だから彼にとって、映画は作家である監督のものだった。雲が空を横切るまで何日も撮影を中断させたり、気に入ったセットが出来ずに複数の場所でセットを作って撮影したり、というエピソードは、現在のような利潤追求を徹底させた映画制作からは考えられない。しかし、黒澤組のスタッフは手が空いていれば誰でも参加して道に灰をまいて馬が走る時に砂煙が立ち上るように準備し、プラスチックで作られた城壁を本物らしく見せるための泥塗りも行った。黒澤の思い描くイメージを現実化するために、スタッフ全員がプロフェッショナルとして貢献する。過酷な労働条件だったのかもしれないが、その映画に対する愛と情熱はすごいことだと思う。

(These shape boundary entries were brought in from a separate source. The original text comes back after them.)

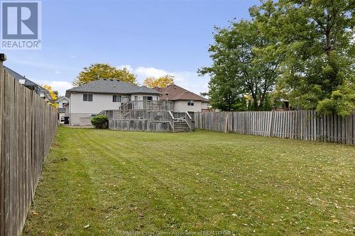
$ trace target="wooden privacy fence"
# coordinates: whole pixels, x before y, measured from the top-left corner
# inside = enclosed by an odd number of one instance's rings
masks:
[[[355,113],[343,118],[315,111],[195,113],[196,128],[355,145]]]
[[[21,233],[57,112],[0,64],[0,235]]]

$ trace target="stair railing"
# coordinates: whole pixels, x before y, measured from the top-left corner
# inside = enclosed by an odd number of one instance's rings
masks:
[[[169,116],[168,116],[168,119],[169,120],[169,123],[170,124],[171,130],[173,132],[174,132],[174,116],[173,116],[173,113],[171,111],[169,111]]]
[[[189,126],[190,130],[195,130],[195,121],[192,120],[191,116],[190,116],[187,111],[186,111],[185,113],[185,120],[186,123]]]

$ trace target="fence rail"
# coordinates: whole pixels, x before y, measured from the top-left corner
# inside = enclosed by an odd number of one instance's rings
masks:
[[[0,65],[0,236],[21,235],[56,129],[55,110]]]
[[[315,111],[195,113],[196,128],[252,135],[355,145],[355,113]]]

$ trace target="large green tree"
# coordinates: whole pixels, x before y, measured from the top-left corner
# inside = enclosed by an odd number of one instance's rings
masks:
[[[271,34],[262,34],[256,22],[233,22],[226,28],[216,28],[214,43],[209,52],[213,64],[199,69],[209,74],[212,107],[222,111],[245,110],[245,95],[250,96],[249,109],[263,110],[275,84],[283,55],[271,47],[277,43]],[[268,55],[261,57],[261,49]]]
[[[126,68],[117,69],[109,64],[97,63],[84,67],[72,82],[72,84],[80,86],[101,79],[114,79],[136,84],[136,76]]]
[[[344,116],[355,108],[354,6],[354,0],[269,0],[251,9],[261,33],[278,38],[285,56],[278,92],[294,106]]]

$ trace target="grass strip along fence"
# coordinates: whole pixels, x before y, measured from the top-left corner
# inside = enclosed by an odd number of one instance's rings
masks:
[[[316,111],[195,113],[207,130],[355,145],[355,113],[344,118]]]
[[[0,236],[21,233],[57,112],[0,65]]]

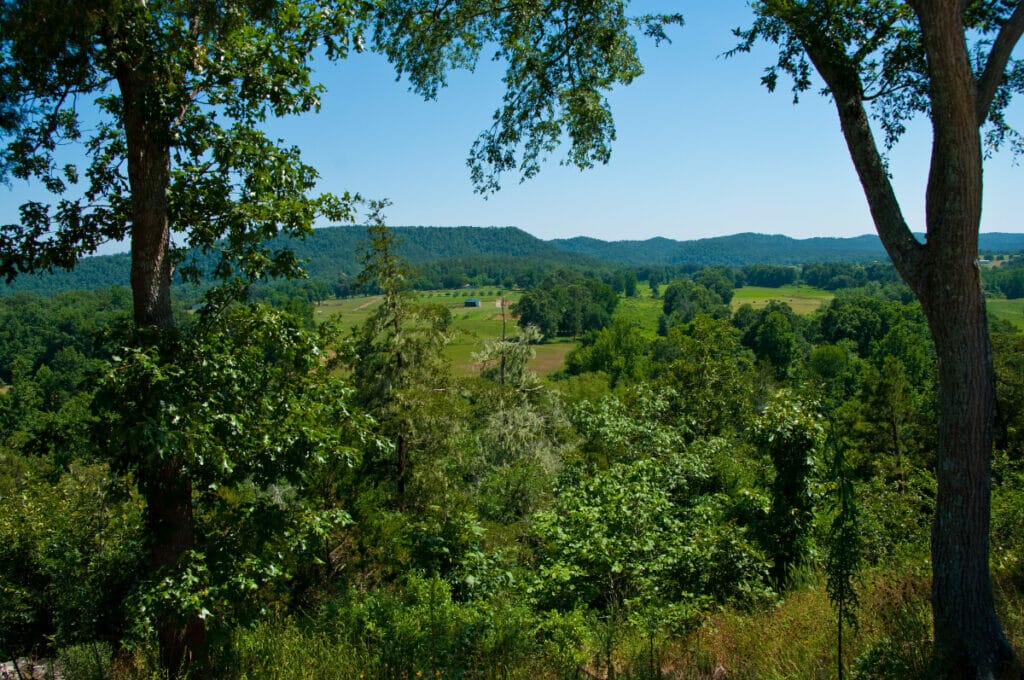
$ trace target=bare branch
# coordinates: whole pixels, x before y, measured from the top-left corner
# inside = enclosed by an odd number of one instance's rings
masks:
[[[1002,28],[999,35],[995,37],[992,44],[992,51],[988,54],[988,61],[985,63],[985,71],[978,81],[978,98],[975,112],[977,114],[978,126],[981,127],[988,118],[988,108],[992,105],[996,90],[1002,84],[1006,76],[1007,63],[1013,54],[1014,47],[1017,46],[1024,33],[1024,2],[1019,2],[1014,13]]]

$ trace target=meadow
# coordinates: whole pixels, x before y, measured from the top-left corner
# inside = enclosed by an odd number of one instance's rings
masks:
[[[663,286],[663,290],[664,290]],[[436,291],[418,291],[419,302],[440,304],[452,312],[452,340],[444,349],[452,360],[455,375],[472,375],[479,369],[473,360],[473,353],[480,351],[485,340],[502,337],[502,304],[506,310],[505,332],[516,332],[516,317],[509,307],[519,300],[520,291],[502,291],[498,288],[459,288]],[[785,302],[798,314],[809,314],[835,297],[831,293],[809,286],[783,286],[781,288],[759,288],[744,286],[737,288],[732,299],[733,310],[744,303],[760,309],[772,300]],[[467,307],[466,300],[480,300],[479,307]],[[332,316],[342,324],[355,328],[369,318],[380,304],[381,296],[366,295],[350,298],[326,300],[314,311],[317,321]],[[1006,301],[1002,301],[1006,302]],[[1024,301],[1022,301],[1024,302]],[[1018,325],[1024,327],[1024,304],[1008,306],[1007,314],[1016,314]],[[624,320],[631,326],[643,329],[651,337],[657,334],[657,320],[662,314],[660,298],[653,298],[647,288],[641,287],[639,295],[623,298],[615,309],[615,318]],[[541,376],[549,376],[565,365],[565,357],[578,342],[568,338],[555,338],[537,346],[537,356],[530,362],[530,369]]]
[[[518,328],[509,308],[518,301],[519,291],[460,288],[418,291],[415,295],[418,302],[440,304],[452,312],[452,339],[444,348],[444,354],[452,362],[452,371],[457,376],[472,375],[479,370],[473,354],[483,348],[484,341],[502,337],[503,310],[505,333],[513,335]],[[469,298],[478,299],[480,306],[467,307],[466,300]],[[379,295],[327,300],[317,305],[314,314],[317,321],[338,317],[342,324],[354,329],[373,314],[380,301]],[[554,373],[565,365],[565,356],[577,344],[572,340],[555,339],[538,345],[530,369],[541,376]]]
[[[1017,300],[988,299],[985,301],[988,313],[1000,322],[1009,322],[1024,331],[1024,298]]]
[[[810,286],[782,286],[781,288],[761,288],[758,286],[743,286],[737,288],[732,296],[732,310],[735,311],[743,304],[750,304],[755,309],[761,309],[769,302],[777,300],[785,302],[793,310],[801,315],[810,314],[823,305],[827,304],[834,297],[833,293],[811,288]]]

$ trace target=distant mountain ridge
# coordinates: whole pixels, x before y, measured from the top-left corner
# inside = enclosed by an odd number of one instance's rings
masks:
[[[764,233],[675,241],[658,237],[646,241],[600,241],[589,237],[543,241],[514,226],[396,226],[397,252],[414,265],[445,260],[494,263],[499,260],[537,260],[546,264],[595,267],[603,265],[713,265],[791,264],[809,262],[869,262],[887,255],[879,238],[817,237],[792,239]],[[311,278],[335,279],[360,270],[360,244],[367,240],[362,226],[332,226],[315,229],[305,240],[281,240],[299,258],[307,261]],[[982,233],[982,252],[1024,251],[1024,233]],[[20,290],[56,293],[75,289],[127,286],[128,255],[84,258],[72,271],[23,275],[13,284],[0,285],[0,295]]]

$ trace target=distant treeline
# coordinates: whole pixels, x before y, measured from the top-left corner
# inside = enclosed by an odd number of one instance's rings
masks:
[[[417,271],[414,287],[421,290],[459,288],[466,285],[501,286],[528,290],[553,271],[571,269],[604,280],[620,271],[633,271],[640,281],[662,283],[702,267],[727,266],[742,272],[740,281],[753,286],[782,286],[803,281],[829,290],[877,281],[889,270],[886,254],[876,237],[857,239],[796,240],[780,236],[743,233],[698,241],[603,242],[595,239],[541,241],[515,227],[394,227],[397,254]],[[305,262],[309,284],[302,288],[312,298],[339,297],[364,292],[355,284],[361,269],[360,244],[367,239],[361,226],[316,229],[305,240],[279,240],[268,248],[290,249]],[[1024,235],[981,235],[984,253],[1024,250]],[[215,253],[187,252],[182,265],[196,264],[209,270]],[[818,262],[811,271],[808,262]],[[52,295],[70,290],[100,290],[127,286],[130,268],[127,254],[83,259],[72,271],[23,275],[12,284],[0,284],[0,295],[33,292]],[[853,268],[850,268],[853,267]],[[892,275],[892,274],[885,274]],[[846,280],[844,277],[853,277]],[[1000,272],[988,282],[1002,294],[1012,286],[1013,274]],[[195,296],[182,289],[179,296]]]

印象的だったのは、「天国と地獄」で誘拐犯に抜擢された山崎努のインタビュー。その後も、「赤ひげ」、「影武者」などの黒澤作品に出演した彼は、黒澤のことを常に「あの方」と呼び、「自分はテレビ・インタビューに出演するのは苦手だが、あの方のためと言うことであれば無理を押してでも話します」と言って、黒澤のエピソードをぽつりぽつりと語っていく。その語り口は、自分の人生に決定的な影響を与えた圧倒的な存在への敬意にあふれていた。多分、どんな無理難題を言われてもついて行きたくなるようなカリスマだったんだろうな。。。「用心棒」で敵役を務め、「影武者」、「乱」で主演した仲代達矢の発言にも、黒澤への深いリスペクトが感じられた。
長い時間をかけて取材されたことが感じられる見応えのある番組だったけど、見ていてひとつ気になった点がある。黒澤の絵コンテや脚本の未定稿など、黒沢監督の制作過程の秘密を解き明かす貴重な資料の多くが、個人によって保管されているのだ。日本が世界に誇る黒沢監督の資料は、やはりきちんとしたアーカイブで保管され、一般に利用してもらうべきではないだろうか。クール・ジャパンとかネオ・ジャポニズムと称して一回限りのイベントや投資効果が定かでない「クリエイティブ・インダストリー」に巨額の資金を投じるぐらいなら、このような日本が世界に誇る映画人の資料を体系的に収集・補完するのが文化国家のあり方ではないだろうか。現在、大切に守られている資料が破損したり散逸したりする前に、きちんと公的資金を投じて収集・保管・公開すべきだと思う。